Jana Elicker is a 29 years old coffee professional and AST working as a Head Trainer in Supremo Training Center. She was born in Dresden, lived for a while in Canada and currently lives in Unterhaching, Germany.
Jana is one of the most modest, quality oriented and cheeky coffee people we had a chance to meet. She moved the coffee community with her very personal story told during the German Barista Championship in 2020, which landed her a well deserves 2nd place and the V-ce Champion title. She later on represented Germany during the World Barista Championship in Milan.
Jana, what is your first memory with coffee?
The first memory with coffee is me at I think 2 or 3 years old drinking the last few cold sips of my mum’s breakfast coffee that was sitting on the counter. She always had it with milk and sugar so it was obviously such a treat for me. From that moment on I was always on the hunt for those little sips.
Could you describe the moment or situation that made you decide to become a barista?
I think most of us ‘coffee people’ have found our way into the industry pretty randomly and by chance, but it’s interesting to think about the moment where one made the conscious decision to stay in the field and try to turn it into a career. For me this point happened during the time when I was working in Berlin and gave my first barista training. That was the moment when I realised that I could turn this into a career.
What is the funniest thing that you have experienced behind the bar? Can you recall any embarrassing moments?
Ha! The funniest moment behind the bar happened pretty early on in my career, when a customer walked into the café I worked at at the time, wearing nothing but his birthday suit, ordering a coffee with a friendly smile on his face as if he wasn’t standing in a packed café completely naked. He drank his coffee, thanked us for the great coffee and walked out again.
One embarrassing moment that wakes me up at night from time to time is when I just started working at my current job at Supremo Coffee. I was prepping my first public cupping session and I was all nervous and anxious to not embarrass myself or my new employer. Everything went fine until I decided to start cupping right after the break…. Obviously way too hot. I choked and everyone stared at me in confusion about what I was doing.
If a career in coffee was not an option, what job would you be doing?
I would definitely work in the film industry one way or another.
Do you have an unusual habit or hobby that you love?
Not really unusual I think, but my execution of it is a bit over the top according to many of my friends. I get extremely excited when I see any kind of animal and get easily distracted by it. Oh and I randomly start singing without noticing.
Are there any bad recommendations you hear often in your profession?
Bad recommendations not so much, I would just encourage any new barista to try not to let themselves get overwhelmed with all the information out there. Starting to get into different pressure profiling and very specific brewing techniques before you have fully understood the basics is just very overwhelming and ineffective. Enjoy the ride and don’t rush through the beginning, it’s all part of the fun!
What’s the most common question you get asked behind the bar or during training? How do you answer it?

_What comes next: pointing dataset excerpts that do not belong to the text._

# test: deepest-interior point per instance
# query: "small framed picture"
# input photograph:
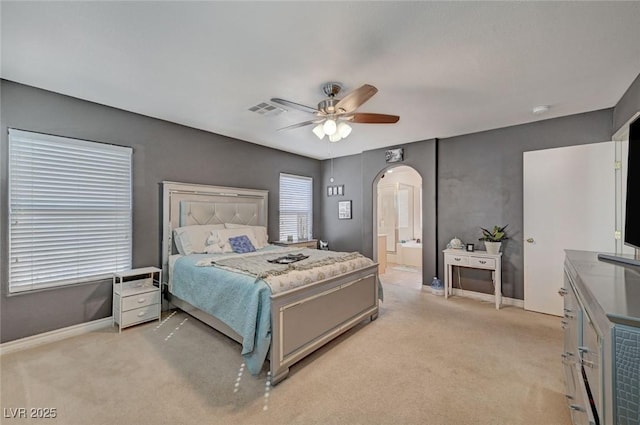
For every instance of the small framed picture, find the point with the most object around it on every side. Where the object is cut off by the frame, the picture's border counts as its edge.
(394, 155)
(344, 210)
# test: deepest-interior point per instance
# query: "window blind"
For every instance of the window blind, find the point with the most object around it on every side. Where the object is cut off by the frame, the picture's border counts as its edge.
(296, 206)
(69, 210)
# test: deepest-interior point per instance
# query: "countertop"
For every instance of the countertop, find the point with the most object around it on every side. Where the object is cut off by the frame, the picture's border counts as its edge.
(611, 288)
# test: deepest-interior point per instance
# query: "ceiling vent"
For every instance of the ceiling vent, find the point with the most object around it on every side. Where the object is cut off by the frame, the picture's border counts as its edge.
(265, 108)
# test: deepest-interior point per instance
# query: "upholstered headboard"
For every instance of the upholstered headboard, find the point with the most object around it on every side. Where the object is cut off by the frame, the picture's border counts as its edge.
(191, 204)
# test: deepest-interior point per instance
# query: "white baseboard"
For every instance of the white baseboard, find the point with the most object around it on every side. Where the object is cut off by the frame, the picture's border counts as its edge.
(55, 335)
(487, 297)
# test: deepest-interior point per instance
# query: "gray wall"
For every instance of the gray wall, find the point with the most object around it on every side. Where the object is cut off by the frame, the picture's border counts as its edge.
(628, 105)
(475, 181)
(360, 174)
(480, 184)
(161, 151)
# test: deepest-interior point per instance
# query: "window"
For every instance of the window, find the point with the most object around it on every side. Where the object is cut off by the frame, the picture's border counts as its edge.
(296, 206)
(69, 210)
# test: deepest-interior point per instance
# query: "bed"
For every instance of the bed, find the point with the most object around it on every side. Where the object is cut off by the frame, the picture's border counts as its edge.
(272, 318)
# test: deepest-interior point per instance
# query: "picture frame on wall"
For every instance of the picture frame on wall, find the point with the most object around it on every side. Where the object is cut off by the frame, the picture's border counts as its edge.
(344, 210)
(394, 155)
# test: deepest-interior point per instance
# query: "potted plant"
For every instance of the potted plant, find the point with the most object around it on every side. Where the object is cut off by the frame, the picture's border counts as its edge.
(493, 238)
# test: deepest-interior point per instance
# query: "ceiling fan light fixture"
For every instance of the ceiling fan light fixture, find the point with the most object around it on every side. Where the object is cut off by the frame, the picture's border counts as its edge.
(319, 131)
(329, 127)
(344, 129)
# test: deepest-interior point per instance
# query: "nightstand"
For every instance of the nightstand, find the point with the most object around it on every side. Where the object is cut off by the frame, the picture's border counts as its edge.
(306, 243)
(136, 298)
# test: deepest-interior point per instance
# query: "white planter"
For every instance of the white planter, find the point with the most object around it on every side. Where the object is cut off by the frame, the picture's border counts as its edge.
(492, 247)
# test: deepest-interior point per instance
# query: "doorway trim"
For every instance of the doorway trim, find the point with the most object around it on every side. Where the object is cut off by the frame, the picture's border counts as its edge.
(374, 209)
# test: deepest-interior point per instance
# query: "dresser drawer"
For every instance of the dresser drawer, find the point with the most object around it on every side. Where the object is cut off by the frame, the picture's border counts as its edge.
(460, 260)
(140, 300)
(140, 315)
(482, 263)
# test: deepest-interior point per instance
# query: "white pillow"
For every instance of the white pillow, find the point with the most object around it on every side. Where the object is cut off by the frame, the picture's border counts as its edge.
(260, 233)
(221, 237)
(192, 239)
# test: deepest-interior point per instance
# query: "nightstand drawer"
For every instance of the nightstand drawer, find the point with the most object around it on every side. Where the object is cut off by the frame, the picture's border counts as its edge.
(482, 263)
(140, 300)
(140, 315)
(457, 259)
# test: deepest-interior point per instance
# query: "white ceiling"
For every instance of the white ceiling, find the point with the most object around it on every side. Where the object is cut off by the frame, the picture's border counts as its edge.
(446, 68)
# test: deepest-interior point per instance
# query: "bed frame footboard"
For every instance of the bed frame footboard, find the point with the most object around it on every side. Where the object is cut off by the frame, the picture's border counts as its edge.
(304, 319)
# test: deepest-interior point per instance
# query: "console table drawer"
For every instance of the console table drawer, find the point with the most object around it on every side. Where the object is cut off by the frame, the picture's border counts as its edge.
(482, 263)
(140, 315)
(457, 260)
(140, 300)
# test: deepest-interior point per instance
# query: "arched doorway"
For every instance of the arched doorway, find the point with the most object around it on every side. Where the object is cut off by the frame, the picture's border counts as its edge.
(398, 226)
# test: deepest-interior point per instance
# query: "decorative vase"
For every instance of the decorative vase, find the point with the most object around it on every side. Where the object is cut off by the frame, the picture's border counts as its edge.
(492, 247)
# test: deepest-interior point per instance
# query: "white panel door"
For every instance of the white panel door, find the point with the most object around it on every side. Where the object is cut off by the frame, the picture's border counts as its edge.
(569, 203)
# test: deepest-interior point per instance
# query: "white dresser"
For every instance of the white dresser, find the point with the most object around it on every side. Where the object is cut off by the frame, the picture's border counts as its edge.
(136, 298)
(476, 260)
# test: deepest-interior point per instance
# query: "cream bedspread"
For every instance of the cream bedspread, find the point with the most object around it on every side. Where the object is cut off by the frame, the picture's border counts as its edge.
(318, 266)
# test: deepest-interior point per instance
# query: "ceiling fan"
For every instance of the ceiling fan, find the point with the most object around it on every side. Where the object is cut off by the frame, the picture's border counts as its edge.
(333, 114)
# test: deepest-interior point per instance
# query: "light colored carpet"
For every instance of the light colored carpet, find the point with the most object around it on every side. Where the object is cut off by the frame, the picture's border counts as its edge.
(426, 360)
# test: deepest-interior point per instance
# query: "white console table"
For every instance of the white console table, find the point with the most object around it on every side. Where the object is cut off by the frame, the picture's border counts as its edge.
(476, 260)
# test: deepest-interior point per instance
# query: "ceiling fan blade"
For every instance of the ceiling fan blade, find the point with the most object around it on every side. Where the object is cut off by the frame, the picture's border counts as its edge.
(290, 104)
(300, 124)
(355, 98)
(370, 118)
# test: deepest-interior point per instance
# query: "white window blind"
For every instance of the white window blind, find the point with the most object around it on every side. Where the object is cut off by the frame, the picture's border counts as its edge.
(296, 206)
(69, 210)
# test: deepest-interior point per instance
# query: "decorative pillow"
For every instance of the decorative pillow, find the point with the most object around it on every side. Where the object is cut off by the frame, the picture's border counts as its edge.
(192, 239)
(221, 237)
(260, 233)
(241, 244)
(213, 249)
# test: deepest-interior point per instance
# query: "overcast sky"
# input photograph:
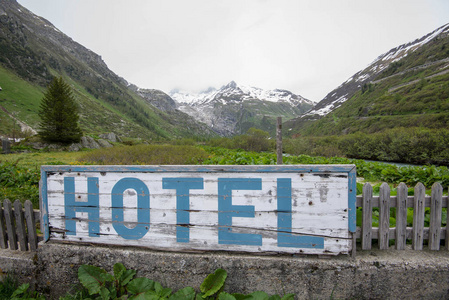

“Can you really taste all those different things that you have on your coffee bags?” Depends on the day haha, but say I’m in a really positive mood, then yes.
What’s the most exciting thing for you in barista championships?
I think the most exciting thing for me is the opportunity to share something that is important to you, or more cheesily put to share a part of yourself with a listening audience and judges.
What is the one thing that you would miss the most if you could not work in coffee anymore?
I first thought that I would miss the community most but then I realized that I could still be part of this big loving bunch of people even if I didn’t work in coffee anymore. What a sweet realization. I think I would miss it most to experience that moment that changes a person’s view of coffee forever, when you serve and prepare that one coffee they’ll never forget.
What has been the best experience you have had in the speciality coffee industry so far?
There are so many great and unforgettable experiences but if I have to single one out, I would have to pick the first Barista Championship that I took part in. To see how important it was for so many people to feel seen in their struggle with their mental health and that I could share love and compassion and maybe some insight for others was so special to me and I’m incredibly thankful for it.
Quick Fire Questions for Jana Elicker
Would you serve filter coffee with milk if asked for it?
Yes! I’d suggest that they firstly try it black (with a cute wink). But Who am I to tell people how to enjoy their coffee. I just want to provide the best version of it to my ability and make sure the coffee is ethically sourced and everyone in the production chain was paid properly.
Do you ever take sugar with your coffee?
I don’t. I usually have a cheeky hot chocolate if I fancy something really sweet.